その後ギルドマスター室を出て、集められていた大事な食料をインベントリへとどんどん押し込み、それを見ていたギルドマスターのヤヤユさんとレーヴのモナさんがよだれを垂らしそうな程に見ていたのは言うまでも無いか。
俺達は準備が整い門前に辿り着いた。
すると街の皆が俺達を送り出す為に集まってくれていた。
その中になんとかヤナタを見付けることが出来たので近寄っていく。
「兄ちゃん!!兄ちゃんはやっぱり凄い奴だったんだな!!俺も兄ちゃんみたいな冒険者なるからな!!」
ヤナタめ。最後まで可愛い奴だな。
「マジック・クリエイト。」
俺はヤナタにお礼のネックレスを差し出す。ビクサールに頼んでおいたネックレスだ。
それに身体能力向上をマジック・クリエイトで付加する。更に拾っておいた魔石の幾つかに広範囲の結界を入れる。

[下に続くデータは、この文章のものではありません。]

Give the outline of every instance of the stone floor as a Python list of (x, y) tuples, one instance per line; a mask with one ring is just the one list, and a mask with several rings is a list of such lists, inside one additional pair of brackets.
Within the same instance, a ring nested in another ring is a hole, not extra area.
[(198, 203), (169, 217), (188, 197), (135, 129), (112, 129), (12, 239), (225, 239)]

「ヤナタ、このネックレスは俺からのプレゼントだ。常に付けているように。そして……。」
俺は魔石の説明をヤナタと父親に伝える。
「兄ちゃん!!本当にありがとう!!!また来てくれるんだよな?」
「あぁ、もちろんだ。」
ヤナタの頭をグリグリと撫で回した後、街の皆に頭を下げる。レーヴの皆にお礼を伝え、大分遅くなったが俺達は氷の極地へと旅立つ時が来た。
「じゃあ、行こうか。」
「はい、ハルト様。」
そうして俺達は門をくぐり抜け、ムーバルを後にした。